NKame: A Retrospective of Cuban Printmaker Belkis Ayón is on view for another month, until November 5, 2017, at El Museo del Barrio. These wonderfully textured, large-scale prints centered on the mythology of a secretive male brotherhood in Havana are well worth seeing, remembering when you do how a young Afro-Cuban woman took up this obscure subject matter in the 1980s while pioneering techniques in a medium then considered passé. Belkis Ayón lived and worked in Havana, where she was born in 1967. Her retrospective, which comes to El Museo from the Fowler Museum in L.A., introduces a substantial body of work to audiences in the United States. However, during her own life, Ayón already enjoyed considerable success internationally. As an artist, she received special dispensation from the Cuban government to travel. She participated in the 16th Venice Biennial in 1993 and attended residencies in Europe, Japan, and North America. In 1999, at the age of 32, Ayón took her own life. Nkame, a word which means greeting or praise in the Abakuá language, is an homage to the artist as much as overview of her short career.
Ayón was neither religious, nor a man, yet she took the Afro-Cuban religion of Abakuá as her subject matter. Abakuá, which has a strong community in Havana, only allows male participants and it secretive. Yet the bulk of Ayón’s work presents characters and scenes of Abakuá doctrine. The focus is often on the only female figure in the pantheon, Sikan, with whom the artist herself identified. In the image above of La Cena, the central figure is the white silhouette of Sikan. Recalling images of the Christian Last Supper, male initiates surround the seated lone female as they prepare a ritual. It is also an image of a powerful woman who is unlike those surrounding her; here Sikan is set off by the bright contrast in tone. Implicitly the image challenges a patriarchal culture, because the artist takes it upon herself to tell the stories of a religion she is excluded from and portrays herself in the center of the scene. Rather than positioning herself on the outside looking in, she is on the inside looking directly out at the viewer.
La Cena, often considered Ayón’s masterpiece, was preceded by the work pictured above of the same title. This colorful antecedent was exhibited in 1988 at her first solo exhibition in Havana, Propuesta a los veinte años (Proposal at the Age of Twenty). After this point Ayón settled into a palette of grey, black, and white, but she continued to work with the subject matter of Abakuá. With it she created a powerful visual iconography that both fascinates me and remains resistant to straightforward interpretation. Taken at face value, these are literal depictions from stories, characters presented with symbolic attributes in full frontal depictions to maximize legibility, which Ayón presents seemingly without agenda. Yet her commitment to the subject and its obscure nature confound, and indeed perhaps that mystery is part of the appeal.

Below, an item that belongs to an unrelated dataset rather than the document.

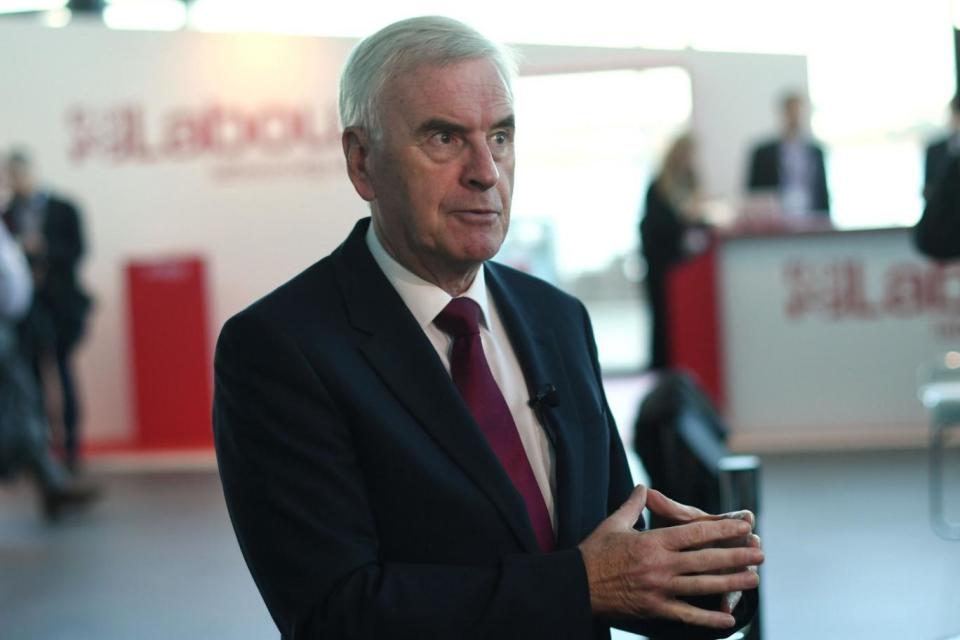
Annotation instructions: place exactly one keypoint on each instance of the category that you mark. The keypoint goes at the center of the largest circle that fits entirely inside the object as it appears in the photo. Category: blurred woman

Her work is also notable for its technical skill and innovation with form. To Make Me Love You Forever, her work for the 16th Venice Biennial, is created of 18 separate printed sheets joined together on a shaped support to create a structure that resembles an alter. Although the surface is delicate, the work becomes monumental. Ayón developed a collographic process that allowed her great and subtle textures, giving her blacks in particular a lush Baroque quality. Collography is a printing process that involves applying various materials to a cardboard matrix, and the collage, in turn, functions as a printing plate. Below you can see the collaged printing matrix on the left compared to a print, both on view at El Museo in the same room as the color La Cena of 1988 and the final version of 1991. The varying absorbency and texture of the materials used in the printing plate determines the final texture.
The final room in show highlights some of the artist’s last prints. Smaller single sheets feature a central, circular compositions in dark tones. Although similar aesthetically, these works abandon the recognizable stories or characters of Abakuá in favor of faces or masks amidst abstract, densely worked backgrounds. In hindsight, it is hard not to read these compositions as uncomfortable, where hands seem to pull at the skin of the face—as those of a person whose world had come to feel smaller and more constrictive.
NKame: A Retrospective of Cuban Printmaker Belkis Ayón is on view until November 5, 2017 at El Museo del Barrio.